Il est vrai qu’à l’époque de la sortie de ce document Washington bruissait de
rumeurs sur un possible bombardement des installations nucléaires iraniennes,
éventuellement en compagnie des Israéliens, qui ne manquaient pas de souffler
sur les braises. Ce rapport des Services américains semait évidemment la
consternation chez les « faucons » de Washington, et aussi chez les
Français, qui s’empressaient de dire qu’ils n’avaient ni les mêmes
informations, ni les mêmes analyses. Mais dès lors, la perspective d’une action
de force pour régler la question nucléaire iranienne a commencé à s’éloigner.
Ceci ne retenait pas
Washington de mener avec constance une « guerre de l’ombre » destinée
à désorganiser le programme iranien et, par-delà, à déstabiliser le régime. En
2000, la CIA faisait parvenir aux Iraniens les plans d’une arme nucléaire intentionnellement
truffée d’erreurs.

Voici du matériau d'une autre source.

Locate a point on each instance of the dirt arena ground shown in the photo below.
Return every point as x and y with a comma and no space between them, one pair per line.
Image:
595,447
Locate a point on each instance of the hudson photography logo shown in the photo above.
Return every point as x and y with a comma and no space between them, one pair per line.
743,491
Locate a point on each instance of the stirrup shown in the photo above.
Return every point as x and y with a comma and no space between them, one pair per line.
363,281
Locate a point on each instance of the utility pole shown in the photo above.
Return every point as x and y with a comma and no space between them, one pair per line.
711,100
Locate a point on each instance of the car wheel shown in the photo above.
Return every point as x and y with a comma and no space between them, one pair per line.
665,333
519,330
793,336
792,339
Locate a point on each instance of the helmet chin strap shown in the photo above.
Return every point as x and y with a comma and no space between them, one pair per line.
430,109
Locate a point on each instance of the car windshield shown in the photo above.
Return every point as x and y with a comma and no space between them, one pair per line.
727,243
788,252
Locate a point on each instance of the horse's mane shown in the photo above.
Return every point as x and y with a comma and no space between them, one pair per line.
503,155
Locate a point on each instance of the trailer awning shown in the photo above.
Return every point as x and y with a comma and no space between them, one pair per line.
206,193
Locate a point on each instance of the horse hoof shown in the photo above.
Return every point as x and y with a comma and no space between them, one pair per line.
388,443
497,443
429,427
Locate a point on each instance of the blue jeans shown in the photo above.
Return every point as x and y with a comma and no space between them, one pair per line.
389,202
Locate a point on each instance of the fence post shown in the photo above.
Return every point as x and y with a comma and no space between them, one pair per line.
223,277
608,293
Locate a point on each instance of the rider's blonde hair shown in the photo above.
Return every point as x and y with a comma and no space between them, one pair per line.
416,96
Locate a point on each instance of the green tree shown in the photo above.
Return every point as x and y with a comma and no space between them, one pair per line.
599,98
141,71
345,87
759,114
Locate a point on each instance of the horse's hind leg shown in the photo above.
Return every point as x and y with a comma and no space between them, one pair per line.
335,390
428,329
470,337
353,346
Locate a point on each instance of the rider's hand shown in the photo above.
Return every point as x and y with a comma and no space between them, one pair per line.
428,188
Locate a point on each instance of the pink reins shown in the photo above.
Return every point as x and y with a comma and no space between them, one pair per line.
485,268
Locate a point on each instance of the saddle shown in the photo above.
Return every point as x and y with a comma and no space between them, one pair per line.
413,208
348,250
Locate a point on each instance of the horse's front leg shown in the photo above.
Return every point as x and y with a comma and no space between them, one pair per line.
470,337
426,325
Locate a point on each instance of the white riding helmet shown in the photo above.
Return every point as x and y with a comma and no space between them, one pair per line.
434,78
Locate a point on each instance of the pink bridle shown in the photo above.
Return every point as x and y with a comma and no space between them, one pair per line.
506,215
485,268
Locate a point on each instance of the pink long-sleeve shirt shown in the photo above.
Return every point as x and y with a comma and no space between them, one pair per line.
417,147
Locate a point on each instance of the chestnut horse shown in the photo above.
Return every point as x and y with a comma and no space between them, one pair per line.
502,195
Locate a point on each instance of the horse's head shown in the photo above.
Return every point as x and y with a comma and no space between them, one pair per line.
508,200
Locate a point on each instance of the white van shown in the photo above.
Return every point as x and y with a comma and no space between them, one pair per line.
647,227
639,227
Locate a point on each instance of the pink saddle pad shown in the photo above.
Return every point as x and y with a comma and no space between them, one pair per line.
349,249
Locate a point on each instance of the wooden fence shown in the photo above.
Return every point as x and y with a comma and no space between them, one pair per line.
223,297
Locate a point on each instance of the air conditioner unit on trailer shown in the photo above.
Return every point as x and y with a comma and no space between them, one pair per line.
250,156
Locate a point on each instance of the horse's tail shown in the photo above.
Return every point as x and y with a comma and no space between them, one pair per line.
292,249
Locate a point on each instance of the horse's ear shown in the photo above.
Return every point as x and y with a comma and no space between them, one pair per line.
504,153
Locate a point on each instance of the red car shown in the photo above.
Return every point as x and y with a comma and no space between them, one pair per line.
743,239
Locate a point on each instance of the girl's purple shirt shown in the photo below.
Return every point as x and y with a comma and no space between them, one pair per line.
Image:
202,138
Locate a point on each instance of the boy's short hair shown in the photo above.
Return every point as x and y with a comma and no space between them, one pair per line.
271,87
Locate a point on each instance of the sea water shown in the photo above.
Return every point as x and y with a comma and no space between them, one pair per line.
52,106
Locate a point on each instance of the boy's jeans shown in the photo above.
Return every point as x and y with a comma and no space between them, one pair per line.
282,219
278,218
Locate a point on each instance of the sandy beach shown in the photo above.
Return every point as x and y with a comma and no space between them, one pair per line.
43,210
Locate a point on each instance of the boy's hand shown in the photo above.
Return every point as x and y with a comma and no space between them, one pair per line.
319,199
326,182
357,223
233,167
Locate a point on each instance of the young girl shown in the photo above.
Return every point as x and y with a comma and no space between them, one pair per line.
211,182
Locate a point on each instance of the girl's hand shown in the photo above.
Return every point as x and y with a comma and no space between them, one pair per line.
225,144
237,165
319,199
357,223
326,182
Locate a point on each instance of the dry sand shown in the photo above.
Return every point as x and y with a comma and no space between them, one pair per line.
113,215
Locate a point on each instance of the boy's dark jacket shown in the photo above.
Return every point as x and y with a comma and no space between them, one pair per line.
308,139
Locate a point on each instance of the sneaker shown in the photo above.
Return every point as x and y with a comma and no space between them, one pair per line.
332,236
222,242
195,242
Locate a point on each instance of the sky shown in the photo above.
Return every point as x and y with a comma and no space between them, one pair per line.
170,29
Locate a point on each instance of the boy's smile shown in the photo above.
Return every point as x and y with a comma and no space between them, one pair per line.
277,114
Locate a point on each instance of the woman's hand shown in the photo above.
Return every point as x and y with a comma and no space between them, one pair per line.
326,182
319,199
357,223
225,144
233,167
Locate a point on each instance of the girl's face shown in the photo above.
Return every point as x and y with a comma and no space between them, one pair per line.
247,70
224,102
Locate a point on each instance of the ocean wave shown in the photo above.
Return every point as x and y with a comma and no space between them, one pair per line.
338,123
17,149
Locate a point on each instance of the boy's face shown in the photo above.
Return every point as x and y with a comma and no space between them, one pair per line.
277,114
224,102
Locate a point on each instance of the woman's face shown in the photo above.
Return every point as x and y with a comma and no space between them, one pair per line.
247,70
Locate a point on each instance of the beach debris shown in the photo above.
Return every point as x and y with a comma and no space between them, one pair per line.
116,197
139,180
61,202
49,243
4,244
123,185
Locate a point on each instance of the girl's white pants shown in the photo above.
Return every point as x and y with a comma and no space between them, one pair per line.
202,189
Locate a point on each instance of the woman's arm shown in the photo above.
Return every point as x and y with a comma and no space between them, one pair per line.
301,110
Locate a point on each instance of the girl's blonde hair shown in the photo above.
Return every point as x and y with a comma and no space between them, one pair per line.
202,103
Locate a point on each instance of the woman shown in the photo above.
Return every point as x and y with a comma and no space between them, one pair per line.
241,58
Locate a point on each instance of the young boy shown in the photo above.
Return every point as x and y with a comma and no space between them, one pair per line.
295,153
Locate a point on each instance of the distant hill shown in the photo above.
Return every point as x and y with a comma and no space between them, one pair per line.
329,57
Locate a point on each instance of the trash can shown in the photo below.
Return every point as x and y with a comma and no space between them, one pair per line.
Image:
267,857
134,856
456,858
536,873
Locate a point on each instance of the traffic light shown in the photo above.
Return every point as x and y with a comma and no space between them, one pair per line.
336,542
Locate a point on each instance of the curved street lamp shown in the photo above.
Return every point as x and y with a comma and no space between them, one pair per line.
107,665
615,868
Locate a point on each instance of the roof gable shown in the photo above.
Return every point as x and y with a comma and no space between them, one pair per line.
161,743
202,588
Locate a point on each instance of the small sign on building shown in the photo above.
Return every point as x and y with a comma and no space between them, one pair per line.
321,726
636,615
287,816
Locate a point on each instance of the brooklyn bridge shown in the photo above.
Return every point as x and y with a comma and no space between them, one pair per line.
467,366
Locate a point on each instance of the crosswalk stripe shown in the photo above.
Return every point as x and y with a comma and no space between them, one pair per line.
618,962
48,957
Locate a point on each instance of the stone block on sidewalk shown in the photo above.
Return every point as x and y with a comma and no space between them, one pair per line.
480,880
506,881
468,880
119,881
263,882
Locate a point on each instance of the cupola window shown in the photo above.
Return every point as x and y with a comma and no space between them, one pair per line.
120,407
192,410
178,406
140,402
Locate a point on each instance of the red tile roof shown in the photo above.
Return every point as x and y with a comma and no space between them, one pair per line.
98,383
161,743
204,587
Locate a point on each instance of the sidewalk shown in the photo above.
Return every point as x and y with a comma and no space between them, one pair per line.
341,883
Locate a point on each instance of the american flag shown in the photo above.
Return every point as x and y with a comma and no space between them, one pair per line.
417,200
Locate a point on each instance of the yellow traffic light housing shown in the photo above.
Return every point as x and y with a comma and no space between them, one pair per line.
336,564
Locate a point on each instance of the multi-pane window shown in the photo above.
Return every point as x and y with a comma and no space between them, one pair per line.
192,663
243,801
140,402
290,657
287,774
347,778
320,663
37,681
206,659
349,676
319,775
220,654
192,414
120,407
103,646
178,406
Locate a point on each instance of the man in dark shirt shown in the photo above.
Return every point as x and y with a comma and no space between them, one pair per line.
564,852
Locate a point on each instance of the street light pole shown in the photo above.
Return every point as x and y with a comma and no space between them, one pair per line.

Mais l’affaire faisait long feu car le scientifique russe
chargé de la transmission du document en repérait les incohérences et les
signalait à ses destinataires. Quelques années plus tard, était mis au point,
en collaboration avec les Israéliens, le virus informatique Stuxnet qui faisait
chuter, de façon longtemps inexpliquée, le rendement des centrifugeuses
iraniennes. En 2005, et pour quelques années, les Moudjaheddine du Peuple,
groupe d’opposition armée au régime installé à l’étranger, ont bénéficié
d’entraînements commando dans le désert du Nevada. Américains et Israéliens ont
en outre soutenu sur toute cette période des mouvements irrédentistes armés
kurdes et baloutches. Seuls les Israéliens, toutefois, se sont lancés dans des
assassinats ciblés de scientifiques nucléaires iraniens et ne se sont arrêtés
que lorsqu’ils ont été fermement désavoués par les Américains.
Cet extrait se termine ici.